Practicing clinicians were highly impressed with an interactive, virtual intrauterine device (IUD) training model that increased their comfort with IUD placement and removal, according to a study published in the journal Family Medicine.
“The COVID-19 pandemic in spring 2020 precluded most in-person education, with new constraints on in-person teaching,” said the study’s co-author Suzan Goodman, MD, MPH, national training director for the Bixby Beyond the Pill Program at the University of California, San Francisco (UCSF), and clinical professor of family and community medicine at UCSF. “There was also patient demand for more streamlined service-delivery models to facilitate contraceptive care, especially in rural and geographically dispersed areas.”
The relative dearth of literature on virtual IUD training models also inspired the authors to initiate the study and meet the growing needs of the field.
The University of New Mexico Long-Acting Reversible Contraceptives Mentoring Program in Albuquerque, New Mexico—and UCSF—collaborated to develop the innovative, virtual hands-on IUD training model.
Prior to the virtual training, attendees watched a pre-training didactic video on patient eligibility and counseling and received in the mail a pelvic model, IUD demonstration kit, instruments, and a phone-camera tripod to support visualization of a model cervix and uterus.
A total of 34 New Mexico clinicians were trained, comprising a virtual session lasting 1.5 hours, from January to June 2021.1 the virtual session was conducted via 1-on-1 Zoom video or small group conferencing, during which time trainees practiced loading, placing, and removing all Food and Drug Administration (FDA)-approved IUDs, and reviewed challenging cases. The pelvic model and instruments were mailed back after training.

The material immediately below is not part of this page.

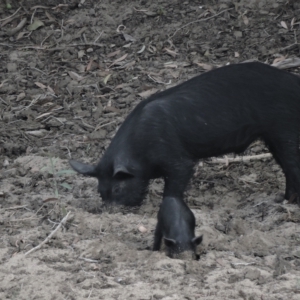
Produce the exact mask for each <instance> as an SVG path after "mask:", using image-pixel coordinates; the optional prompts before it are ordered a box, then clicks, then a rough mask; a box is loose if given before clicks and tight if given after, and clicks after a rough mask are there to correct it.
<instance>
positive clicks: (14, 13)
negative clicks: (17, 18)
mask: <svg viewBox="0 0 300 300" xmlns="http://www.w3.org/2000/svg"><path fill="white" fill-rule="evenodd" d="M20 9H21V7H19V8H18V9H17V10H16V11H15V12H14V13H13V14H12V15H11V16H9V17H7V18H4V19H1V20H0V22H2V21H5V20H8V19H10V18H12V17H13V16H14V15H15V14H16V13H17V12H18V11H19V10H20Z"/></svg>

Surveys given to trainees before and immediately after training assessed clinician satisfaction and evaluated pre-to-post training changes in self-rated comfort level with IUD procedures.
Of the 32 trainees who responded to pre/post surveys, 48% were nurse practitioners and midwives, 28% physician assistants, 17% physicians and 7% clinicians-in-training. Overall, 37% of respondents had previous experience placing IUDs.
All elements of training delivery were highly rated by clinicians, with all trainees successfully using the virtual platform. Also, 50% indicated that in the future they would potentially choose virtual training over in-person.
After the training, clinicians reported significantly increased comfort with all aspects of IUD placement and removal (P ≤ 0.01).
In addition, all respondents said they would recommend the training to a colleague.
“While virtual trainings were highly rated and increased clinician comfort with IUD placement and removal, I was surprised that half said that they would choose a virtual training over an in-person option in the future,” Goodman told Contemporary OB/GYN®. “This is a much higher rate than I would have anticipated.”
She also found unexpected that none of the clinicians reported difficulty using the virtual platform and that findings were consistent, regardless of provider IUD experience.
“In the face of increasing legal constraints on reproductive care, it is ever more important that all providers serving patients with pregnancy potential offer the full range of contraceptive services, rather than having to further fragment patient care,” said Goodman. “However, it may be challenging for one trainer to work with more than three simultaneous virtual learners to effectively guide participants through hands-on procedures over Zoom.”
The virtual practicum has utility during phases of the on-going COVID-19 public health emergency, plus in geographically large and rural settings, according to Goodman. “Virtual IUD training is also helpful where there are high demands on clinician time to simplify logistics, such as easier scheduling and no travel time, and in settings facing reproductive health bans or patient surges,” she said.